WIP: DataFrame.iloc implementation (backed by `partition_sizes` member) by ryan-williams · Pull Request #6661 · dask/dask

ryan-williams · 2020-09-23T00:27:30Z

Tests added / passed
Passes black dask / flake8 dask

rebased ≈2021-05-20T01:00Z
description below updated 2021-03-23
Dask Summit lightning talk slides: bit.ly/dask-summit-iloc

DataFrame.iloc is generally unsupported, since it requires knowing the number of elements in each partition. DataFrames usually know each partition's index bounds (divisions), which allows implementing loc, but the partition sizes are never computed or saved.

In some cases, it is possible to infer, store, and propagate partition sizes at graph-construction time, so I make a best effort to do so here, and implement iloc for DataFrames that have the corresponding partition_sizes member set.

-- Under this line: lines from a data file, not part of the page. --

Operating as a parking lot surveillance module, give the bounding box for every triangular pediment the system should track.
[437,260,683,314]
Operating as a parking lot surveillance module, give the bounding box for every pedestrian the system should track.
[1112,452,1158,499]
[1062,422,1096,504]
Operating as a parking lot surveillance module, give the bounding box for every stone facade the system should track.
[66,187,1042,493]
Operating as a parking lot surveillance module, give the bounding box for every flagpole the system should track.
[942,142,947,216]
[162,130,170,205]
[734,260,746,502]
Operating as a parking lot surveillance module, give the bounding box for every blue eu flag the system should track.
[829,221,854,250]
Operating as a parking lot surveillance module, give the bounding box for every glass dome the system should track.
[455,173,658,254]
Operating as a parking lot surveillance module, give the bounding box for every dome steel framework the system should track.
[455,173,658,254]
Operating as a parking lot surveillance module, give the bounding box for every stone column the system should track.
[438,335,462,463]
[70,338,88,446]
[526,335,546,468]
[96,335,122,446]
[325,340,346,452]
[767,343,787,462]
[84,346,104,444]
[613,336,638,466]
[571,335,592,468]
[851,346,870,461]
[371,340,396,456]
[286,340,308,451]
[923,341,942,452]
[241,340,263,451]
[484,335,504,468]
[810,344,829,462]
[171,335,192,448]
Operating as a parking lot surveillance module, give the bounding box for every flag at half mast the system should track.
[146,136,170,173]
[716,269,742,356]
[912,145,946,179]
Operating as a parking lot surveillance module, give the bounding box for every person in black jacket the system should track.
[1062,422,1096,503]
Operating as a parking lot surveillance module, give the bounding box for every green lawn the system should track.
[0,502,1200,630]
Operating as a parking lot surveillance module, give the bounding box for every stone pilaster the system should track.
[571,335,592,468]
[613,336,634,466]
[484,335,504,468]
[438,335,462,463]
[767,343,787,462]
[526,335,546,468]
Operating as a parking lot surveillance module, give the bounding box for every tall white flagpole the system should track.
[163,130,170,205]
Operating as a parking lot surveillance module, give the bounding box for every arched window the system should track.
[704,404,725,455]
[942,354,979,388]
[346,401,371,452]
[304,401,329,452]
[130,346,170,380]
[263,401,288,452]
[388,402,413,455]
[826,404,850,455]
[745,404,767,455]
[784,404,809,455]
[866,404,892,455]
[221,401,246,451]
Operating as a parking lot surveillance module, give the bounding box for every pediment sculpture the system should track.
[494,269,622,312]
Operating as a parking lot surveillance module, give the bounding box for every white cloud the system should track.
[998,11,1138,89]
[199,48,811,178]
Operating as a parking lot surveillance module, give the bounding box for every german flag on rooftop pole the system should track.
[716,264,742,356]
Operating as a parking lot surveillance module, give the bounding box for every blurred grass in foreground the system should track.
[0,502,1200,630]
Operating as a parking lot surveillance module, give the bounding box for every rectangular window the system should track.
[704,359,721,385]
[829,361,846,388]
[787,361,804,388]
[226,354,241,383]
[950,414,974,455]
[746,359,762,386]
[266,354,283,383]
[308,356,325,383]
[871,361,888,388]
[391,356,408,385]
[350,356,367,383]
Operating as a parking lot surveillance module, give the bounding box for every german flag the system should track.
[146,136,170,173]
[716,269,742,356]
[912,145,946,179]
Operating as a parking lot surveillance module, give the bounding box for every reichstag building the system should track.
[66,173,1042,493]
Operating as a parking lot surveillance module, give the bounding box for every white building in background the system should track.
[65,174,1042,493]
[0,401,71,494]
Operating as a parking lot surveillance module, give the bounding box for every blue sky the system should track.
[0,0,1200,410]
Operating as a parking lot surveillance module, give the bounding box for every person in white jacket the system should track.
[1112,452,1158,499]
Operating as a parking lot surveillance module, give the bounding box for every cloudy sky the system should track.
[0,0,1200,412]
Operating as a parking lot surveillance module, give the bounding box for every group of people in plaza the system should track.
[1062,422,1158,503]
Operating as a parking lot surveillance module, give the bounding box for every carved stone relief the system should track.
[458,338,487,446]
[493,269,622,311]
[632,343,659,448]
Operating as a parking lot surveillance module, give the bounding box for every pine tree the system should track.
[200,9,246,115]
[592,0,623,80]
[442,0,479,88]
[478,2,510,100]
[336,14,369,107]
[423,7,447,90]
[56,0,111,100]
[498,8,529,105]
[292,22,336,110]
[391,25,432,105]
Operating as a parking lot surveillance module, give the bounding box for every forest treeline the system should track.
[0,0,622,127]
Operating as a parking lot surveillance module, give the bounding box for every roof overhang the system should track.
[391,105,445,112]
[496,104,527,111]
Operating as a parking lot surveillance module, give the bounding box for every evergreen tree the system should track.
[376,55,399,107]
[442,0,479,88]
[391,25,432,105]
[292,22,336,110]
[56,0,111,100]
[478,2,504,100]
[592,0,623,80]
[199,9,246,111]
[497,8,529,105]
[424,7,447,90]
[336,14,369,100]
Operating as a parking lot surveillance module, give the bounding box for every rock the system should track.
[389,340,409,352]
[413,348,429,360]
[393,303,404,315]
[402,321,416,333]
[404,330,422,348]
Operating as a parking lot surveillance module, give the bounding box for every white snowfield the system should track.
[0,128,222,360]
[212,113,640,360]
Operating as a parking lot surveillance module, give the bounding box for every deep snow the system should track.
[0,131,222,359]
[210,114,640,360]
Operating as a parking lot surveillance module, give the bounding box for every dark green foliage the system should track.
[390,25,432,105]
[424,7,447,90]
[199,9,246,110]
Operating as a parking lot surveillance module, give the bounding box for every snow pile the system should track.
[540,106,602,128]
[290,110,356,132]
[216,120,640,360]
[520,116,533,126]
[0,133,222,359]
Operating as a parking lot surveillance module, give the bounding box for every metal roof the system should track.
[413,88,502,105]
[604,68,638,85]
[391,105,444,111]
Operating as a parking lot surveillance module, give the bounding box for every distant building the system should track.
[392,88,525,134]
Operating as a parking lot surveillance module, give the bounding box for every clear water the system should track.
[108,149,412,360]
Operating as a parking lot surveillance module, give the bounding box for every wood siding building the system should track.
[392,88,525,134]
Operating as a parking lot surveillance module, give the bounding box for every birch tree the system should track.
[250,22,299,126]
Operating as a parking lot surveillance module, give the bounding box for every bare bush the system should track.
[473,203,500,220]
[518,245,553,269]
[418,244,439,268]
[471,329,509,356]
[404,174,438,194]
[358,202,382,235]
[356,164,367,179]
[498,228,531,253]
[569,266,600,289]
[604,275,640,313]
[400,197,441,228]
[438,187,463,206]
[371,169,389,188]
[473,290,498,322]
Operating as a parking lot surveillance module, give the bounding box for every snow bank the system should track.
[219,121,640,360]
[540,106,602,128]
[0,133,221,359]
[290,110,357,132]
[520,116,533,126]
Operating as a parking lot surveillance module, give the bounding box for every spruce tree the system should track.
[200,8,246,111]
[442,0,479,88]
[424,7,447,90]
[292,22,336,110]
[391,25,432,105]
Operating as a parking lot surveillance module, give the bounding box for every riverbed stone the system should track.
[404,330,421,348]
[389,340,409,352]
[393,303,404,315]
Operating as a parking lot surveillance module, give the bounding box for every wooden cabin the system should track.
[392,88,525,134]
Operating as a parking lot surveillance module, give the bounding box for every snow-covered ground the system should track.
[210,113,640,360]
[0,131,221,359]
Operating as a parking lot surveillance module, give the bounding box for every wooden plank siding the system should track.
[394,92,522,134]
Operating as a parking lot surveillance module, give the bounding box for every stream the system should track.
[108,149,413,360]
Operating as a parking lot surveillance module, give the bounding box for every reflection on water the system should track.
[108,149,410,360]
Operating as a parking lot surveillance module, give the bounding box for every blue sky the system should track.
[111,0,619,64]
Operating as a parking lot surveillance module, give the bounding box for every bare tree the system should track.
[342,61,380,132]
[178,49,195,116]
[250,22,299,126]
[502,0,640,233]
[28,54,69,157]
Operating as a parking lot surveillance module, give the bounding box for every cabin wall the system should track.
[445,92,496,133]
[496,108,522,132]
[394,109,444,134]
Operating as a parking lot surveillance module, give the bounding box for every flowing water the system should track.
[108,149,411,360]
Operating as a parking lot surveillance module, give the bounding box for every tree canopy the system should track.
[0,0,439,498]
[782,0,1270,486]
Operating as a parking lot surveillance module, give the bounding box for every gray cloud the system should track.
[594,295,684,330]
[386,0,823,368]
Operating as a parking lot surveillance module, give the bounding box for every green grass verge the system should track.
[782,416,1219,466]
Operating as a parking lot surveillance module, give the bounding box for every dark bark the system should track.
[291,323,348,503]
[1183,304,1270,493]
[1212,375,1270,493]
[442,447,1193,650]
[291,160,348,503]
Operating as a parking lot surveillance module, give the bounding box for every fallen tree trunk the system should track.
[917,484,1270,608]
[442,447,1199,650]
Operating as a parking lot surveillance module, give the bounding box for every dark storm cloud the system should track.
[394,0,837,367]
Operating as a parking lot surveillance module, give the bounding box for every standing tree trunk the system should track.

Many DataFrame-creation methods (converting from Pandas, chunked file formats, or Dask Arrays w/ known chunks) can seed partition_sizes, and many transformations can propagate existing partition_sizes, so a large proportion of DataFrames in the wild may be able to benefit from these new members.

Reviewing

I've broken the change into 12 sequential chunks of 5-15 fine-grained commits. Basic CI checks pass on every chunk, and they can in principle be reviewed and merged sequentially:

p0..p1 (squashed: q0..q1)
- add partition_sizes to DataFrame constructors and state
- add preserve_partition_sizes flag to map_partitions that call-sites can set to True during "narrow" map steps, to ensure partition_sizes are propagated
- add partition-size checking to assert_eq, similar to existing check_divisions functionality; also allow for more configurable verifications of both divisions and partition_sizes
p1..p2 (q1..q2)
- support from_pandas (results in many assert_eq tests starting to have partition_sizes values for one of the _Frames being checked)
- support len backed by partition_sizes (when present)
- is_scalar_for_elemwise tweak
p2..p3 (q2..q3): from_dask_array, map, __getitem__(str|scalar)
p3..p4 (q3..q4): rename, copy, some repartition paths, loc, some parquet support
p4..p5 (q4..q5): fillna, align, more repartition, head, tail, mode, …
p5..p6 (q5..q6): merge_asof, isna, get/set index, …
p6..p7 (q6..q7): values, to_frame
p7..p8 (q7..q8): apply, reset_index, binary methods
p8..p9 (q8..q9): assign, stats/agg methods
p9..p10 (q9..q10): __getitem__(list/ndarray), consolidate Series and DataFrame __getitem__ into _Frame, Array.__getitem__(Series), preserve delegation of Array ops to _Frame
p10..p11 (q10..q11): _Frame.iloc, tests 🎉
p11..ps (q11..qs): repartition_sizes using iloc, use repartition in to_dask_array

Notes:

Branches starting with q are squashed versions of each corresponding p chunk (the tree at qX is the same as the tree at pX), in case that's easier to review (e.g. q0..qs is all the squashed chunks).
The starting point, p0, is an octo-merge of open PRs I've factored out of this one (currently Improve handling of duplicate divisions (i.e. empty partitions) #7214, comment fixes #7215, Ensure natural sort order in parquet part paths #7249, and dead code removal / fixes #7388). q0 (squashed-chunk base) is the same commit as p0.
Each chunk's final commit passes "CI Additional" checks (we disabled the full "CI" GHA in celsiustx/dask a while back, but probably worth re-enabling now so that we can get better confidence without spamming dask/dask with PRs)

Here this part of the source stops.